We're going to Minneapolis on October 14, and will return Oct. 18. The colors should still be pretty good then, yes?


----------



## MrFSS

AJSpark said:


> We're going to Minneapolis on October 14, and will return Oct. 18. The colors should still be pretty good then, yes?


Keep an eye on this *LINK*.


----------



## TripAdvisor ChicagoDon

**** Note the prior posts were made in 2008 ****

Oh My God was this helpful.
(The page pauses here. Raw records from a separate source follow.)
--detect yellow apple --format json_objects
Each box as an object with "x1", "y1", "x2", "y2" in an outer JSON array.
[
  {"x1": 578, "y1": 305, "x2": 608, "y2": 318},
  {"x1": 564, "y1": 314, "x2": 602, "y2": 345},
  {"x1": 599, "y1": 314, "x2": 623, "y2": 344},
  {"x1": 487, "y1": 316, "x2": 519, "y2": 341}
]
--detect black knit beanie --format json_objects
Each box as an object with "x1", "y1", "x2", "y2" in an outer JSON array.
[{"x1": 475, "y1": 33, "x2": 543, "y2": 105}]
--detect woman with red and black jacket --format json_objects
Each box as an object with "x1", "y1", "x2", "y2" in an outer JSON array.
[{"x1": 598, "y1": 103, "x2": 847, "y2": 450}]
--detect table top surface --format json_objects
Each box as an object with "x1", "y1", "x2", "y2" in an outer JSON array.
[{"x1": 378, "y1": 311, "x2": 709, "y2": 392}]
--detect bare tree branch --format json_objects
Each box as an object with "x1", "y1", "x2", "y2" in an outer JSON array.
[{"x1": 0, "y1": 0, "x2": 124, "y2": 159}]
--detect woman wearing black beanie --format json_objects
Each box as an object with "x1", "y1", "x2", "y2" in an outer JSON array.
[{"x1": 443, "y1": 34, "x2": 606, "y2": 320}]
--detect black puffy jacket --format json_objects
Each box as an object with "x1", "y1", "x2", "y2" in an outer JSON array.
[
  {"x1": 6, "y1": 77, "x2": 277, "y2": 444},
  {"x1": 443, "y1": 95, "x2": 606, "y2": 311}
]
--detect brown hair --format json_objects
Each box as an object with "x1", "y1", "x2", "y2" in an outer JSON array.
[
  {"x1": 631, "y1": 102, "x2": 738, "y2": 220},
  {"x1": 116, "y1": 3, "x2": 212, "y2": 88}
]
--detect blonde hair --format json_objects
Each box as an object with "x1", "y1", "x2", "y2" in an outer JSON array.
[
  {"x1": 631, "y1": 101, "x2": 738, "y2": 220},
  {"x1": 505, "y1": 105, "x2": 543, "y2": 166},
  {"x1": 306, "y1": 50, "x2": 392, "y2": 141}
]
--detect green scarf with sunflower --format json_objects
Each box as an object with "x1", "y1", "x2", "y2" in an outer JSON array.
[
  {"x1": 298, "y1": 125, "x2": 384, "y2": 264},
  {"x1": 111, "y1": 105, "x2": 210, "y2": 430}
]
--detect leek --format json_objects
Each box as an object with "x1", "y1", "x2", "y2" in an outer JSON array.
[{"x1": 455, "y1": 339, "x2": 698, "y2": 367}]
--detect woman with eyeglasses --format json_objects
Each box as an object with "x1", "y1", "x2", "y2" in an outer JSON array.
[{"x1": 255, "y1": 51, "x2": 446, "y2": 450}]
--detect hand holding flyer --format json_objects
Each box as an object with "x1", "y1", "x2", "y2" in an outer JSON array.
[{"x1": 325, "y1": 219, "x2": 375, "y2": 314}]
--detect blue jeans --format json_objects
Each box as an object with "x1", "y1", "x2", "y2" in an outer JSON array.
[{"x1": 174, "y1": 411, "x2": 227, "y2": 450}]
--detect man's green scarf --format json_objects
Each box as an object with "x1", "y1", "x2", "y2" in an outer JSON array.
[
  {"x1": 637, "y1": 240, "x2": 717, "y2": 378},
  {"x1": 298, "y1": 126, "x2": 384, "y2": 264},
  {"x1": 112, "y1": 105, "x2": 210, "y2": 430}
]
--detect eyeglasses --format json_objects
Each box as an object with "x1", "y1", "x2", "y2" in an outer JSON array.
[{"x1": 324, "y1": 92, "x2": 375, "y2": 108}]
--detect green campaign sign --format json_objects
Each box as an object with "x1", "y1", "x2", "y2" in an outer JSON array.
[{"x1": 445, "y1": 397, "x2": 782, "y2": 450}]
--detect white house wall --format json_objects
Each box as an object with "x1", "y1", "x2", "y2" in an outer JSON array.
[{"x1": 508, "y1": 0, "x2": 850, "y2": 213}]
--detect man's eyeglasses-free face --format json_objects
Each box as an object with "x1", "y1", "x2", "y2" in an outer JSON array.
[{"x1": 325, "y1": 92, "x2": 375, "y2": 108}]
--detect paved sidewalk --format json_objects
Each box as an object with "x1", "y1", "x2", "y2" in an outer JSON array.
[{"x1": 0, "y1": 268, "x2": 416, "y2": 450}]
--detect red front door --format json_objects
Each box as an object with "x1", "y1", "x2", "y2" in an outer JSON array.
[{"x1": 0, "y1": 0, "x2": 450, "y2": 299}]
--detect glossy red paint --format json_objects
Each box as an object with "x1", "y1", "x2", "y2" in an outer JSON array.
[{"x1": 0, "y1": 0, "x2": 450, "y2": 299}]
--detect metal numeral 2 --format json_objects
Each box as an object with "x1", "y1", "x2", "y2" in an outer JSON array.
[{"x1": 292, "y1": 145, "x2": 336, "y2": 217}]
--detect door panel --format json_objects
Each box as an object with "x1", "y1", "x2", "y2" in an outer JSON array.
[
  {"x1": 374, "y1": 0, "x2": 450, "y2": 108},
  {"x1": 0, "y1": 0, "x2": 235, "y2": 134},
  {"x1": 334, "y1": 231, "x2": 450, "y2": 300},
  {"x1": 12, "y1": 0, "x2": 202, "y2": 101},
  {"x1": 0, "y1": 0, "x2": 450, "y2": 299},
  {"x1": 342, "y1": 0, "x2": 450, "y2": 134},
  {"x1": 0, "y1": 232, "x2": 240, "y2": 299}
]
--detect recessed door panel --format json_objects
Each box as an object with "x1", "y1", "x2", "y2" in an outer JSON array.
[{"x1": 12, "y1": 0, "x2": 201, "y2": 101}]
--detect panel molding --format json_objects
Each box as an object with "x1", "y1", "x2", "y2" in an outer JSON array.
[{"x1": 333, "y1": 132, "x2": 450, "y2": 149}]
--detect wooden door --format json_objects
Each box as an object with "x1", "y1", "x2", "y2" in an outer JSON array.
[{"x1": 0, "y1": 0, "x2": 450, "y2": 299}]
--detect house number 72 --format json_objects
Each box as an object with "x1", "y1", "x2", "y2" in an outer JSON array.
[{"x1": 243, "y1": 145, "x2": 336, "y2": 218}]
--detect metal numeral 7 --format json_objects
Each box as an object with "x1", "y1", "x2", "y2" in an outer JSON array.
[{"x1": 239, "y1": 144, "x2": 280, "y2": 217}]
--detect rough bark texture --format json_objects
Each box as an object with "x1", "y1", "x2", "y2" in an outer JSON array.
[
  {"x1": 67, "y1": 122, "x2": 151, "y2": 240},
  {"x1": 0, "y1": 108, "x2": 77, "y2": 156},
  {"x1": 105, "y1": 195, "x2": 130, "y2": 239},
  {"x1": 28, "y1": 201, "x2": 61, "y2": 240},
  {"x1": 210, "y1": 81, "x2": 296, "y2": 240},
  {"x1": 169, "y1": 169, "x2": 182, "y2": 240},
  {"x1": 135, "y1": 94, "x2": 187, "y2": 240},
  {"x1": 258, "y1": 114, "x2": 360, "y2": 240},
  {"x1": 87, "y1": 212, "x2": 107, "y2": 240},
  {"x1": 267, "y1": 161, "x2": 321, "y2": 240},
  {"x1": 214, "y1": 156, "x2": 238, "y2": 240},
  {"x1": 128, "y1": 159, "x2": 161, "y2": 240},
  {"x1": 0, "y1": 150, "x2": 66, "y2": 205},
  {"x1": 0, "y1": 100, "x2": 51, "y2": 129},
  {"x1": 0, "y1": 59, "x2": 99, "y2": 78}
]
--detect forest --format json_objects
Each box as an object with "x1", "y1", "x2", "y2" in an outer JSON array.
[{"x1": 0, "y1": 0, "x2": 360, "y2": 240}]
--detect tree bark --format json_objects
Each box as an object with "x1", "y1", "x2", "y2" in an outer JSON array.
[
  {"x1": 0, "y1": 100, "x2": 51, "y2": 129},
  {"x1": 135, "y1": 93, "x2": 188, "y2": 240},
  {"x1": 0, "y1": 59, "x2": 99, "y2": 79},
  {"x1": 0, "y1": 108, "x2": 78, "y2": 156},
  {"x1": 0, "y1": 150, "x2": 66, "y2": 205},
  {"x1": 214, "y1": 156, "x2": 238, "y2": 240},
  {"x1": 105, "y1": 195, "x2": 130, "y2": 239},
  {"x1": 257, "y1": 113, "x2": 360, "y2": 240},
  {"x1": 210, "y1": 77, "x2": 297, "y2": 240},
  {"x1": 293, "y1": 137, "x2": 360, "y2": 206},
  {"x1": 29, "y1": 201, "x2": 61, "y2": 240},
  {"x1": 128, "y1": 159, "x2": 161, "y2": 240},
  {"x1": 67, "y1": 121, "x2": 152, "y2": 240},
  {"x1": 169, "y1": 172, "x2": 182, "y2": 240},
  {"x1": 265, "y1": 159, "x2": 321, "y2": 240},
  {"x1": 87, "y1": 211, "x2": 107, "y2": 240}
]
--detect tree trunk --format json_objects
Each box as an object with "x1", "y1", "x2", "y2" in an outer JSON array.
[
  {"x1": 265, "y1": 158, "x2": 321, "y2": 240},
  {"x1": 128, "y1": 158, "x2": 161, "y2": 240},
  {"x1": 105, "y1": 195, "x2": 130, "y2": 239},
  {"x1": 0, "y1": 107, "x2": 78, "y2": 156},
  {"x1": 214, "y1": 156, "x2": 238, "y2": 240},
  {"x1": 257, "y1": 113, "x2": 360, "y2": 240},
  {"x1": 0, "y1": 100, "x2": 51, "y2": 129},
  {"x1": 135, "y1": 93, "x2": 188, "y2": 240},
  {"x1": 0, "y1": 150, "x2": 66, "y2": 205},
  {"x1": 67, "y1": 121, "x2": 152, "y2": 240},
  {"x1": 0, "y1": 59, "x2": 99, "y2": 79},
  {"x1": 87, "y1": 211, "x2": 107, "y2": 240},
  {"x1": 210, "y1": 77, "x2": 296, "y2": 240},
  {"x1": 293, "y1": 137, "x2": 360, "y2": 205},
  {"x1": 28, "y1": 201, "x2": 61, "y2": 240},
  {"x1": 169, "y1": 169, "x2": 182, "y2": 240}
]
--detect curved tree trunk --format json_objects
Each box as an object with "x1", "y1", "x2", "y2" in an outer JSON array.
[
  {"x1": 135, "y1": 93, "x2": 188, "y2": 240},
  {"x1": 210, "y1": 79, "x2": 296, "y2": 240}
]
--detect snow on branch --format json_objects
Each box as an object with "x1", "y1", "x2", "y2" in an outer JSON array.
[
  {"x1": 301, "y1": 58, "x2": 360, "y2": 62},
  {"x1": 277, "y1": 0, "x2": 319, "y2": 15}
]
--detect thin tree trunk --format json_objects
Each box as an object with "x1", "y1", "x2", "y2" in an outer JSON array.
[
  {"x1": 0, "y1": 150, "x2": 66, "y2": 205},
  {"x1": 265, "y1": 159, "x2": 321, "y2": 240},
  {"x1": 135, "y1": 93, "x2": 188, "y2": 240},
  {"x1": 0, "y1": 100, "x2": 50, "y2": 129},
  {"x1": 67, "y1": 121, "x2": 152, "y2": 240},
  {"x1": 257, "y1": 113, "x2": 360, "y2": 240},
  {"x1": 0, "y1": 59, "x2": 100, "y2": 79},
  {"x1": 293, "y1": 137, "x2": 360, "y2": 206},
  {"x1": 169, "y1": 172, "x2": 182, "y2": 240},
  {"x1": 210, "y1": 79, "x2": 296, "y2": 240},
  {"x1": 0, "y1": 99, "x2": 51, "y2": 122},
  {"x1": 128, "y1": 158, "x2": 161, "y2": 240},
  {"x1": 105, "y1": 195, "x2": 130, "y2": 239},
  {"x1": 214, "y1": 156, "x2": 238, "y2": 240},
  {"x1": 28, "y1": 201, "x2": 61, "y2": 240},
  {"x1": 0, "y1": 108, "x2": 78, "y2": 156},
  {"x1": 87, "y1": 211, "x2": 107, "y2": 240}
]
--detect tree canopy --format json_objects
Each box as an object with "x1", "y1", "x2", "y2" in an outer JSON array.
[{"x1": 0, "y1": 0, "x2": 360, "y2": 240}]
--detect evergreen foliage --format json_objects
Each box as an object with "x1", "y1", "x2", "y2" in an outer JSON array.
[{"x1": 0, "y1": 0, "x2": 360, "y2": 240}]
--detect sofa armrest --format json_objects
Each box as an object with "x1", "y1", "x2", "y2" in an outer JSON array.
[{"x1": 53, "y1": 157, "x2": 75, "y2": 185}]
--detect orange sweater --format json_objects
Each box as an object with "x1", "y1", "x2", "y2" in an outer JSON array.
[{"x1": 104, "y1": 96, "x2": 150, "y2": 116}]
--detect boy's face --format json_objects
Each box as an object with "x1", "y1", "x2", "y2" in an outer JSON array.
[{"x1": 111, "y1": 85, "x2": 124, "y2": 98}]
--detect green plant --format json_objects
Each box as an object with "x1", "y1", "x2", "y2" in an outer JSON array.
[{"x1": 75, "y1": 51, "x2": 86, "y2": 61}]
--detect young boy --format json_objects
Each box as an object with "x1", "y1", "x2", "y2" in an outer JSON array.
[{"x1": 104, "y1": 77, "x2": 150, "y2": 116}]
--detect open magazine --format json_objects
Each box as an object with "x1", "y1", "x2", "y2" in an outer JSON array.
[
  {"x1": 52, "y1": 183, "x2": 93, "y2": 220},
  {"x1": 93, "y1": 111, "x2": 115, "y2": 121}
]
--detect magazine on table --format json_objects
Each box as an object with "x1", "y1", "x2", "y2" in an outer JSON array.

Thank you.

Online Julie was a waste of time.

Julie on 800 872-7245 was a waste of time.

On hold forever do to 'we are experiencing long delays due to the weather in the northeast; if you are NOT traveling today, call back in a few days! [ RIGHT! ]

---------------

Only wanted to know: What is the difference between Empire 7 and Empire 27 AND Empire 8 and Empire 28?

Amtrak Glenview to St Paul RT March 2 and 6

Empire 7 to STP and Empire 8 to GLV $147.05

Empire 7 to STP and Empire 28 to GLV $147.05

Empire 27 to STP and Empire 8 to GLV $125.80

Empire 27 to STP and Empire 28 to GLV $130.05

---------------

FINALLY KNOW THE ANSWER AFTER MORE THAN AN HOUR!

Thank you everyone who posted here since 2008!


----------



## D.P. Roberts

For future reference, the Amtrak site has a "routes" page (http://www.amtrak.com/train-routes) that lists all the Amtrak trains, where they go, and when they go there. You can even find the train schedules, menus, route guides, and other train info there.


----------



## Steve Manfred

That can actually be the peak time for fall colors along the Mississippi River. The issue is whether we get heavy rain or wind after they've turned that blows them all off too soon. No way to predict that this far out.


----------